# help with a Raleigh cycle computer



## Scotmitchy (3 Aug 2010)

I have a wireless raleigh computer, which came with basic instructions on how to set it up, none on how to actually work it. However, I have lost those original instructions anyway, and am about to get a new bike.

I have tried emailing Raleigh, but so far have had no reply.

When calibrating the computer I need to put in a four digit figure (maybe the diameter or something) so it can work out what my mileage is. My new bike is a Trek 7.3 WSD 17 inch frame. Does anyone know what figure I need to put in here?

Also, can any give me an idiot guide to how to start it each time I go out, and how to use it?

This is the computer I have .... http://raleigh.co.uk/p_details.aspx?id=1440

Thanks in advance

Mitchy


----------



## HLaB (3 Aug 2010)

2155mm

From google the trek 7.3 has 700x32mm tyres and all the computer I've had (including my raleigh) have asked for the circumference in mm (type F in Sheldon's table).

With my Raleigh there isn't much to it, when you place it in the mount its got a small button on the back which is automatically triggered.

My Cateye is either auto (what I've got it set to) or manual. Auto means that it automatically starts and stops when the wheel moves. Manual just means you just have to start and stop it manually by pushing a button.

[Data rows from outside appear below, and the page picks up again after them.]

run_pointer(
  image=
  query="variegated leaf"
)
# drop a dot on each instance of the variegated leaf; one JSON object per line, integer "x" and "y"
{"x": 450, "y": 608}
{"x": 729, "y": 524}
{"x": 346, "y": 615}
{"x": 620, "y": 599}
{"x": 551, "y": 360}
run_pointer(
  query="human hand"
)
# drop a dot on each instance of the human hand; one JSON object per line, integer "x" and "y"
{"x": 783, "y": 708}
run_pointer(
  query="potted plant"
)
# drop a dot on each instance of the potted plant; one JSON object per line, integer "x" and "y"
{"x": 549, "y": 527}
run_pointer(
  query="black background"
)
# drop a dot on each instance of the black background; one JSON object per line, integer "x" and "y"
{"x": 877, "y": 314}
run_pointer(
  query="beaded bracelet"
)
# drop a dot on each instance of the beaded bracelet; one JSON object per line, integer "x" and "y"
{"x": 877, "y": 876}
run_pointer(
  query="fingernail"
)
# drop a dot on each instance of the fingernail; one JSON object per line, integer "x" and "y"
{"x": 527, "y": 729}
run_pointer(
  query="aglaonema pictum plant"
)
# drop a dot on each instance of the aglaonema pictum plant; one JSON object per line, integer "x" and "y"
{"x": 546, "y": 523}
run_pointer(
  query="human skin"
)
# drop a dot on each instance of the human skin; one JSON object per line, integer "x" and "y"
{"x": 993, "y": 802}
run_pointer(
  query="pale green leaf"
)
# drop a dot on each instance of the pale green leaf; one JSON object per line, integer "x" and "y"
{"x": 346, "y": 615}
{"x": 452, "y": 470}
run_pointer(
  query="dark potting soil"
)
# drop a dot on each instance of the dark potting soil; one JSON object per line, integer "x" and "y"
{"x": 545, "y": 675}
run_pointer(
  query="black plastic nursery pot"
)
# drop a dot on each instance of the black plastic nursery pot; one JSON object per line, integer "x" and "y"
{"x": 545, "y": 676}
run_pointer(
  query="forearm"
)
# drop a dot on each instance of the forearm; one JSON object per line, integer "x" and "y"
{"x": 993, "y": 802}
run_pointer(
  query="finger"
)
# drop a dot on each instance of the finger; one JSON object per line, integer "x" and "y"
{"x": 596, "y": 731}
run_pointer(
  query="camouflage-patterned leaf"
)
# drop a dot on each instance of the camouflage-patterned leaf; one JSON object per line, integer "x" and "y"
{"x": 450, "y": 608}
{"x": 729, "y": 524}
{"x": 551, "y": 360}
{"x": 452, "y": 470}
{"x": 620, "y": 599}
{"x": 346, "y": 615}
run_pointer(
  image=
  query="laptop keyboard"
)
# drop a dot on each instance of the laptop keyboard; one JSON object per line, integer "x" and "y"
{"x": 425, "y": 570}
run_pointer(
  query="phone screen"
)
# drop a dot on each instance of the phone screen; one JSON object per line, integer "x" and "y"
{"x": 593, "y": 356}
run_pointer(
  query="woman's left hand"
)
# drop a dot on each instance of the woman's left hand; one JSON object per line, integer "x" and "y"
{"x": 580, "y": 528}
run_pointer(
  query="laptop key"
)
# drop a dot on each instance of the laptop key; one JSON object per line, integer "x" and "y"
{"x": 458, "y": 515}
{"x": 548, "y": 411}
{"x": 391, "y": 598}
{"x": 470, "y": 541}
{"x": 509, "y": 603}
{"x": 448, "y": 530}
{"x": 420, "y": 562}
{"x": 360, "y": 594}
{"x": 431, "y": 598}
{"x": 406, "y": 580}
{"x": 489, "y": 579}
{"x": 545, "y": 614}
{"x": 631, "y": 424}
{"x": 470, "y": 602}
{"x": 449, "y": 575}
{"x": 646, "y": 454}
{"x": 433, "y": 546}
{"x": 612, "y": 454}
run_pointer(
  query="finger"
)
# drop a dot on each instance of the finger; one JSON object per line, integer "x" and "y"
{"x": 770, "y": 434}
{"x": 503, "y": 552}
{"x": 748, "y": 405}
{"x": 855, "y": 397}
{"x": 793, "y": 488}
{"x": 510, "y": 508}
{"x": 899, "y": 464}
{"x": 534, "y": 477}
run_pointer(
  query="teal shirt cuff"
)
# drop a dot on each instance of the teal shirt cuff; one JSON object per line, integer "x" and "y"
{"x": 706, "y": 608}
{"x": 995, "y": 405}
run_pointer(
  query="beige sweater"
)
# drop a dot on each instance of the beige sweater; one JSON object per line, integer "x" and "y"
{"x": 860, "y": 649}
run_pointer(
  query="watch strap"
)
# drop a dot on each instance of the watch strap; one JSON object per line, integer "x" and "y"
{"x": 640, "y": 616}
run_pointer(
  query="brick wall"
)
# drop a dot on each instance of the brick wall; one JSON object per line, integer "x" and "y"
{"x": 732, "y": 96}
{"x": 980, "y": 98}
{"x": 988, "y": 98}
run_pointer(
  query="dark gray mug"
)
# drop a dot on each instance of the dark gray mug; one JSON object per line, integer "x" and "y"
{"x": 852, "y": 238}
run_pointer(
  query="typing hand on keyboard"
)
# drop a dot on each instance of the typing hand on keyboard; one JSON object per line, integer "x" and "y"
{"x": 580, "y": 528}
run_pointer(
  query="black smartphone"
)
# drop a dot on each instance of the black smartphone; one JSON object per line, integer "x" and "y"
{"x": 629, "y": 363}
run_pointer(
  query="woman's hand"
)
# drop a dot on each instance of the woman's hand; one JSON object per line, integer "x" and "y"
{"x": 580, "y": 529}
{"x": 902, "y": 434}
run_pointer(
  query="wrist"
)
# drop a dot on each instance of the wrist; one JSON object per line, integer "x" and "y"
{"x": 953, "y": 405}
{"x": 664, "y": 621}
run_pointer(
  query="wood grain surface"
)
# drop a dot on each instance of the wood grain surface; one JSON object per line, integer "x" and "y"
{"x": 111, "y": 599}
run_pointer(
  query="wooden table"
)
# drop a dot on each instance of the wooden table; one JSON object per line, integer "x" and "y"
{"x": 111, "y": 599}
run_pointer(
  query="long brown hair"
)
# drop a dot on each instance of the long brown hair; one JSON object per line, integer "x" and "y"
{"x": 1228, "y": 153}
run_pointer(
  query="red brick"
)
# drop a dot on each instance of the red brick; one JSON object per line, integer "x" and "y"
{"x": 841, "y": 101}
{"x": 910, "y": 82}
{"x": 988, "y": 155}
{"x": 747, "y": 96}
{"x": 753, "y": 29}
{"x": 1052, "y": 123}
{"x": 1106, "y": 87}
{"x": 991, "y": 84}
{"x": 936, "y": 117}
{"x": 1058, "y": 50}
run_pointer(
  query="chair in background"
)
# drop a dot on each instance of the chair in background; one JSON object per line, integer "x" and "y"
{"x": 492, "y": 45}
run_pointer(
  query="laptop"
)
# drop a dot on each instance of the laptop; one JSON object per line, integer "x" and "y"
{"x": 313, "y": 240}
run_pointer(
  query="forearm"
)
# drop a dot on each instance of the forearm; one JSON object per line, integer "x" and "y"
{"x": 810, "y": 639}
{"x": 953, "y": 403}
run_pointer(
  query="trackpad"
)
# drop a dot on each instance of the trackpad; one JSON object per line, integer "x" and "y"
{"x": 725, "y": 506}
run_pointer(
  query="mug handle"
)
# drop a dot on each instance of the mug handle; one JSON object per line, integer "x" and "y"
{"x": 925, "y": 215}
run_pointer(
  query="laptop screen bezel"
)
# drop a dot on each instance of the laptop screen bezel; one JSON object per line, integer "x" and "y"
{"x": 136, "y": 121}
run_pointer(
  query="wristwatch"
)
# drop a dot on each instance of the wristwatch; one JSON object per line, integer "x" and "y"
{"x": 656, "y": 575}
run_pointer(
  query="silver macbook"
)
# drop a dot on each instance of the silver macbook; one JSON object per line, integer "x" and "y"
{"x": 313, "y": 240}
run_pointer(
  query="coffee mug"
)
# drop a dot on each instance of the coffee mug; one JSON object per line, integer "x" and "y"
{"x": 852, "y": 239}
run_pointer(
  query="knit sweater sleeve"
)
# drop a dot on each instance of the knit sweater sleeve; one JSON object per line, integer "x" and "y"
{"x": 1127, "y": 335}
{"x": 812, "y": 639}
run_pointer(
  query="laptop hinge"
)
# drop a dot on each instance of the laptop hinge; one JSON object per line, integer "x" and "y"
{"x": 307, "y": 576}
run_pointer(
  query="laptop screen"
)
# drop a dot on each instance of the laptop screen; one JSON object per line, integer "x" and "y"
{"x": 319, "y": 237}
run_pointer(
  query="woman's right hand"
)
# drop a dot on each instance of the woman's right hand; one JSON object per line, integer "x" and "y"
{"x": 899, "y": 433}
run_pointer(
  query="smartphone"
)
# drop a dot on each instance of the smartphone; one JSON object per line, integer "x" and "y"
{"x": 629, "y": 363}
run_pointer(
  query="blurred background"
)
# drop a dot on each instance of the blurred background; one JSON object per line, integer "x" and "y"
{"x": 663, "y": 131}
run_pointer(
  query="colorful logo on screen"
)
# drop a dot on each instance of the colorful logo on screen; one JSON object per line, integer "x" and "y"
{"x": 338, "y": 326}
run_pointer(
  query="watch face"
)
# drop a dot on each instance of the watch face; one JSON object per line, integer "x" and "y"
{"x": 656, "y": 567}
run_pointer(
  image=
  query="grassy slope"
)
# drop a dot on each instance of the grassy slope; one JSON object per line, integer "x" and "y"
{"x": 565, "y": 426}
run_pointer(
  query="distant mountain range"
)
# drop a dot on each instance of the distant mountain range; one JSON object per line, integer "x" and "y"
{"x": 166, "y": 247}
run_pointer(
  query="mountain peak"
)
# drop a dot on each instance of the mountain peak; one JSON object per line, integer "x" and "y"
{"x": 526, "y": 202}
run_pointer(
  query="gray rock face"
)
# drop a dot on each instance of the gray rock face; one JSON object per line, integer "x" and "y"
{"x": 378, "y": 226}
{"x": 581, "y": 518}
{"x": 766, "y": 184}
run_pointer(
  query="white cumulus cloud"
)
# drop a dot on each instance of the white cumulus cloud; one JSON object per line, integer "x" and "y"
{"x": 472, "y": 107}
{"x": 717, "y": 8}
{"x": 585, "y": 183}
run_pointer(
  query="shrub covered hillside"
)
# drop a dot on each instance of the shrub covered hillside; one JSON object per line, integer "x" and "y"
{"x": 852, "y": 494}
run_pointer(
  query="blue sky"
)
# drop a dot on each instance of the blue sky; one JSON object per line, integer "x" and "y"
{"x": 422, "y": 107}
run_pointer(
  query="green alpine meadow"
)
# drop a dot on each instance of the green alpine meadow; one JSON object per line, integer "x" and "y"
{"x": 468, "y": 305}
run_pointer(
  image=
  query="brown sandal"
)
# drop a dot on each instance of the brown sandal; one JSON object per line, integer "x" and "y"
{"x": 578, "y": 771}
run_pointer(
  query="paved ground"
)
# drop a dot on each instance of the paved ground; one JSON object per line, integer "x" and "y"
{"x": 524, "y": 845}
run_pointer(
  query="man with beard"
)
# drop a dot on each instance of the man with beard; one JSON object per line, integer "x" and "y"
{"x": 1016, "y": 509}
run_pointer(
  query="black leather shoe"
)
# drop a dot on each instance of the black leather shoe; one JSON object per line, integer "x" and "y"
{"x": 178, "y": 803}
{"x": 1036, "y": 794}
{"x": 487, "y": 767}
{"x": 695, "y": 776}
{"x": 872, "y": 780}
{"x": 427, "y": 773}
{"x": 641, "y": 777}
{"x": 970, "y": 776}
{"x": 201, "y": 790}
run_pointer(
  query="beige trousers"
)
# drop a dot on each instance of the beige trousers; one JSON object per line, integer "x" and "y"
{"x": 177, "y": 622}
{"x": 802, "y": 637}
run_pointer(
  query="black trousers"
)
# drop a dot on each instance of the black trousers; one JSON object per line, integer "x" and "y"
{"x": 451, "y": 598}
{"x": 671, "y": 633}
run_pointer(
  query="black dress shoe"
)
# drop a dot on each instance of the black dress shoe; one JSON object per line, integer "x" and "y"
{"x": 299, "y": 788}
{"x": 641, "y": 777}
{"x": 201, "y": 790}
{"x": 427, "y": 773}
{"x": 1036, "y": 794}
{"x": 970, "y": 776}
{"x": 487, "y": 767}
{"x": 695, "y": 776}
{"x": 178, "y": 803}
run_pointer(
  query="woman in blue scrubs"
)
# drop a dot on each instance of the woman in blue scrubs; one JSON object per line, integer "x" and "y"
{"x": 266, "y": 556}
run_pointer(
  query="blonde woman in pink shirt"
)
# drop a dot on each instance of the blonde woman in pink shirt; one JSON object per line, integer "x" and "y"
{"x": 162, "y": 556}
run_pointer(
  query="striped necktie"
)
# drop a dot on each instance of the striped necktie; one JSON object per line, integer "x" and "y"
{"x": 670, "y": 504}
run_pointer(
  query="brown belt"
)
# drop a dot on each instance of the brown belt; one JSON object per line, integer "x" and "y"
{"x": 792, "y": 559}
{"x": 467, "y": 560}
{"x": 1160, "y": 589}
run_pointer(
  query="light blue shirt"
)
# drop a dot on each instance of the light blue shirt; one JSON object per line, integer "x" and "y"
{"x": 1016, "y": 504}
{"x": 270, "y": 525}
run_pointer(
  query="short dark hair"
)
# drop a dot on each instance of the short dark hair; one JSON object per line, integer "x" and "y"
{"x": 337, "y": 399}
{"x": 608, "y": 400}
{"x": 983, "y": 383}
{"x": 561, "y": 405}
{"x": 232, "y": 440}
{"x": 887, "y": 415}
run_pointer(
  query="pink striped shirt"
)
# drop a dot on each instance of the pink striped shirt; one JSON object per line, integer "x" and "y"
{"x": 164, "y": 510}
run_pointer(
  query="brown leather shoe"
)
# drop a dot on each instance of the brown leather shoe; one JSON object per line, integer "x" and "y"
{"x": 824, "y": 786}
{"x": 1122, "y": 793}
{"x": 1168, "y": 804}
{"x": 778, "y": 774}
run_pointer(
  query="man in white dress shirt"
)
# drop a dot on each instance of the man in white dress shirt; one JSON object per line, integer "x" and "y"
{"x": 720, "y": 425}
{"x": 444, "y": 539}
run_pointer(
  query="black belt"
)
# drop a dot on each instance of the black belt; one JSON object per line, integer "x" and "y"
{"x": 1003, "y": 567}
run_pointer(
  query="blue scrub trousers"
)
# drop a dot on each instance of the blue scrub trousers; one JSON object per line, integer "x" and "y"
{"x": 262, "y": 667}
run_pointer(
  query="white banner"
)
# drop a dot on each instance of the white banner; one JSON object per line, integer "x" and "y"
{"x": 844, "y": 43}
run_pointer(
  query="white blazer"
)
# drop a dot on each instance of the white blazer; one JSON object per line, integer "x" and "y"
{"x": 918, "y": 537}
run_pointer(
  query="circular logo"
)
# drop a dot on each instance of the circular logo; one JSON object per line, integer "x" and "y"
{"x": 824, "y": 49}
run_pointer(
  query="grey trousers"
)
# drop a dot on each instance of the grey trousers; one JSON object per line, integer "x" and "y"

Maybe somebody can give you specific info.


----------



## tyred (4 Aug 2010)

I have the wired Raleigh computer but I doubt it will differ much from a functionallity point of view. It will stop and start automatically. There are two buttons on on the front of mine, the right hand one changes the display mode (av speed, distance covered, max speed, time, etc) and if you put it on distance and hold in the right hand button for a few seconds, it will reset the distance covered and the average speed. It still holds the total distance covered under a seperate display.


----------



## Garz (4 Aug 2010)

The four digits are for the wheel circumference which usually have a small table to refer to on the instructions. You can measure this by a wheel revolution marking it with chalk (from valve as a reference point).


----------



## mcshroom (4 Aug 2010)

The number is the circumference and would be 2155 for 700x32c tyres

I had the same one before I decided I could adjust the front pickup (which I'd placed behind the fork!) while riding along - made a nice mess


----------



## Scotmitchy (4 Aug 2010)

Thanks guys.


----------